Data Analysis with Jupyter Lab

Analysis data with python & SQL powered by Jupyter Lab

Jupyter Lab is a complete data science R&D env based on IPython Notebook for data analysis and visualization. It is currently an optional Beta feature and is only enabled in the demo by default.

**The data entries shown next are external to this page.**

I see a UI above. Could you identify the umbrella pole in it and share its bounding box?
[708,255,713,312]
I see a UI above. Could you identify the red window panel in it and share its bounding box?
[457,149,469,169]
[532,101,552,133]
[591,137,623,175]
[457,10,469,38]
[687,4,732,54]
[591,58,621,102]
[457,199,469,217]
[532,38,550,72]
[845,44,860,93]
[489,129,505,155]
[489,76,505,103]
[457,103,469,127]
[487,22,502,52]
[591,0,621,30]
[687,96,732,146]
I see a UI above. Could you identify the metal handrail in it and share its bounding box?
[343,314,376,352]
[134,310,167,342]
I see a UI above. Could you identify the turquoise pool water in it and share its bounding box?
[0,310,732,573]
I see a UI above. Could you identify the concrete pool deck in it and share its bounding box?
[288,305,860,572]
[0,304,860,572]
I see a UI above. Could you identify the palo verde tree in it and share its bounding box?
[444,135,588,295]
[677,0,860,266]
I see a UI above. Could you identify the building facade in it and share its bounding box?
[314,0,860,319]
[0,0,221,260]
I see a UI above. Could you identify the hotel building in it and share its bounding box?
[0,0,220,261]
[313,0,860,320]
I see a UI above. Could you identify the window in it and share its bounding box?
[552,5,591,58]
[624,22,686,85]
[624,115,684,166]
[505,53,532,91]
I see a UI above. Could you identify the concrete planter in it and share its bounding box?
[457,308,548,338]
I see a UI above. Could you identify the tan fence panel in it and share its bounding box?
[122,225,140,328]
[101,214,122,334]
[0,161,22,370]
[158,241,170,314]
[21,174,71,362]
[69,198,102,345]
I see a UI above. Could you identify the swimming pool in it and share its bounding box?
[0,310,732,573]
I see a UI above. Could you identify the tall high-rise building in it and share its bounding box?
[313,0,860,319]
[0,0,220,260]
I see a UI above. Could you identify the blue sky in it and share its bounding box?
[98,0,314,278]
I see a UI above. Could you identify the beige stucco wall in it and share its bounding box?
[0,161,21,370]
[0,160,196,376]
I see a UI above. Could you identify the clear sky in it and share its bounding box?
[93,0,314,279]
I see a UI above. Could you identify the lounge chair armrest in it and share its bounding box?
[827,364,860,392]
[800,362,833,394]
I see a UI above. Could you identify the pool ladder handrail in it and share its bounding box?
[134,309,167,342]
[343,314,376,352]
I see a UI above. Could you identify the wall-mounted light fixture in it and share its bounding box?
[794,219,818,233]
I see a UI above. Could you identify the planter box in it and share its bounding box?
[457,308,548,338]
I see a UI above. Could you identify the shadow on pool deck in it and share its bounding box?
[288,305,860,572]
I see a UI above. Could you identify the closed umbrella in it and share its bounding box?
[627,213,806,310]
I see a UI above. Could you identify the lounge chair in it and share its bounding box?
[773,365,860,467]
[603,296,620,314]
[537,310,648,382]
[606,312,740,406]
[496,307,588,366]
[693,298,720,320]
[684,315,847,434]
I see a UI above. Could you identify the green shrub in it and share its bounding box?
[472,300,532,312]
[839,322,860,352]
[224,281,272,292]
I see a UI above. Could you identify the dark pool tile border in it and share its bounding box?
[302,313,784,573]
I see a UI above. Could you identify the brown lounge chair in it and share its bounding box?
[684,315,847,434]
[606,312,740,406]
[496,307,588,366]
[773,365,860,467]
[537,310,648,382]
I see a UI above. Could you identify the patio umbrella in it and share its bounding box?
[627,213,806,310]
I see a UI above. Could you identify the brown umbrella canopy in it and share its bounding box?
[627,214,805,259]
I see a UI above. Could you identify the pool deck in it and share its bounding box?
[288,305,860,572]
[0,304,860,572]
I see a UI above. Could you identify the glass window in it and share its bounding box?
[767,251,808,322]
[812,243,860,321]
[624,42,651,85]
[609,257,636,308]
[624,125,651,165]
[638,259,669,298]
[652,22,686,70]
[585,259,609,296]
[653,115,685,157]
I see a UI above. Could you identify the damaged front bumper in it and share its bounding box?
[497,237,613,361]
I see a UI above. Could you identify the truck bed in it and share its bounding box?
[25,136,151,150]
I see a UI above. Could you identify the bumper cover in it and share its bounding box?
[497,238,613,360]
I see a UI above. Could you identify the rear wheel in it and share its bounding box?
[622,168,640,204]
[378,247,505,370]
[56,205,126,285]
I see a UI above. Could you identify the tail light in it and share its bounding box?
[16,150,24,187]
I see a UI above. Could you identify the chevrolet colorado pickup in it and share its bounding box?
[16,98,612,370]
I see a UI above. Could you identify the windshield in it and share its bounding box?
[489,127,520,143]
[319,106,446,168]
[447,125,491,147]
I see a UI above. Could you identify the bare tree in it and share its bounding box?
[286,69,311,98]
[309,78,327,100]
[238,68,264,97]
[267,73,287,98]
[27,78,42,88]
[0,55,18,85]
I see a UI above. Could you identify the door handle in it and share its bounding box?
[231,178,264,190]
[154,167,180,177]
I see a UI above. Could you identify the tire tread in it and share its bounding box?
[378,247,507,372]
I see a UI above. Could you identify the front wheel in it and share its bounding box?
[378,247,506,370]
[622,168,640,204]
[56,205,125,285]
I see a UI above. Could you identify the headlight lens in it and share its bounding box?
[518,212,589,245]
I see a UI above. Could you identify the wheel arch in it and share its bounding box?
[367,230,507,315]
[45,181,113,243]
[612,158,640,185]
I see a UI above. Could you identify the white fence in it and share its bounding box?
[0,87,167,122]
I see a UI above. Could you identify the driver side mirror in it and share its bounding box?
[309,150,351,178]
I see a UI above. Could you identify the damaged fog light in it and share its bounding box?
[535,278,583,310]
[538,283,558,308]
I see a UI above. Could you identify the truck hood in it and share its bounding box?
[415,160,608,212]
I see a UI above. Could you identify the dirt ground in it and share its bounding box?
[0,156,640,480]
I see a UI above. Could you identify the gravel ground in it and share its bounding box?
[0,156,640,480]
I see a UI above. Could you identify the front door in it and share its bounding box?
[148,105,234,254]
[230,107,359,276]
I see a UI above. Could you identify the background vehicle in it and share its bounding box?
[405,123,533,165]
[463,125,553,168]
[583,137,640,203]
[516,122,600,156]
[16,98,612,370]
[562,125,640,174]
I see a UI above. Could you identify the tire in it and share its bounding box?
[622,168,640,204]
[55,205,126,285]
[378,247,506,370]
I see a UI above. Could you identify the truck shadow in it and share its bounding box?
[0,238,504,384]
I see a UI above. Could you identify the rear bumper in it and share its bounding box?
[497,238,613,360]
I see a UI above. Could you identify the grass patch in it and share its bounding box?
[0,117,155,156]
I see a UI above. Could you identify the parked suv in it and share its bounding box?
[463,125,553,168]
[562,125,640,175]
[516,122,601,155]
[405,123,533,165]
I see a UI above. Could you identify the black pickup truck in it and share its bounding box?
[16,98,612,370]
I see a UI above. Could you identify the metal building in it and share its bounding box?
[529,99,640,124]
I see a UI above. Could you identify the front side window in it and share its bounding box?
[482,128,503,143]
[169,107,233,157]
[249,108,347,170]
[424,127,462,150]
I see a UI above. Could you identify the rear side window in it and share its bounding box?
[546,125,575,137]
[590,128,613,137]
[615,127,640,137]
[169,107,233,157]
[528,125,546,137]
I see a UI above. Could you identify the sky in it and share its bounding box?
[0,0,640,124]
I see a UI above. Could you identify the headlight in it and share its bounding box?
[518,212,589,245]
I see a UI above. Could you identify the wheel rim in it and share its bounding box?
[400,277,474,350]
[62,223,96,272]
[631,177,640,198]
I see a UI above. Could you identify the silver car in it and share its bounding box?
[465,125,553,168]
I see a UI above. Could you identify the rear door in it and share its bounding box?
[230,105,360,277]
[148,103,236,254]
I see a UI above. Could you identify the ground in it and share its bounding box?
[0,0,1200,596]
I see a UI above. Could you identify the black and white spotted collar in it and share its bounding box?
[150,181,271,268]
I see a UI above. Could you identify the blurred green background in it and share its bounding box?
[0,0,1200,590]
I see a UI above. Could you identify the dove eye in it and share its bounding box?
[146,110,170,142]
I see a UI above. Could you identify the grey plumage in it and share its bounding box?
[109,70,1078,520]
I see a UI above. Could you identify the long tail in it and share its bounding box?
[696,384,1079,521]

Because JupyterLab provides a Web Terminal feature, it is recommended to use infra-jupyter to deploy it manually on the meta node.

Jupyter Lab - 图1

TL;DR

  1. ./infra-jupyter.yml # install jupyter on meta node on port 8888 with user jupyter and password pigsty
  2. ./infra-jupyter.yml -e jupyter_port=8887 # use another port 8887 by default
  3. ./infra-jupyter.yml -e jupyter_domain=lab.pigsty.cc # use another domain (lab.pigsty by default)
  4. ./infra-jupyter.yml -e jupyter_username=osuser_jupyter jupyter_password=pigsty2 # use another pass

Jupyter Config

NameTypeLevelComment
jupyter_portintegerGJupyter端
jupyter_domainstringGJupyter端口
jupyter_usernamestringGJupyter使用的操作系统用户
jupyter_passwordstringGJupyter Lab的密码

默认值

  1. jupyter_username: jupyter # os user name, special names: default|root (dangerous!)
  2. jupyter_password: pigsty # default password for jupyter lab (important!)
  3. jupyter_port: 8888 # default port for jupyter lab
  4. jupyter_domain: lab.pigsty # domain name used to distinguish jupyter

jupyter_username

The OS user used by Jupyter, type: bool, level: G, default value: "jupyter".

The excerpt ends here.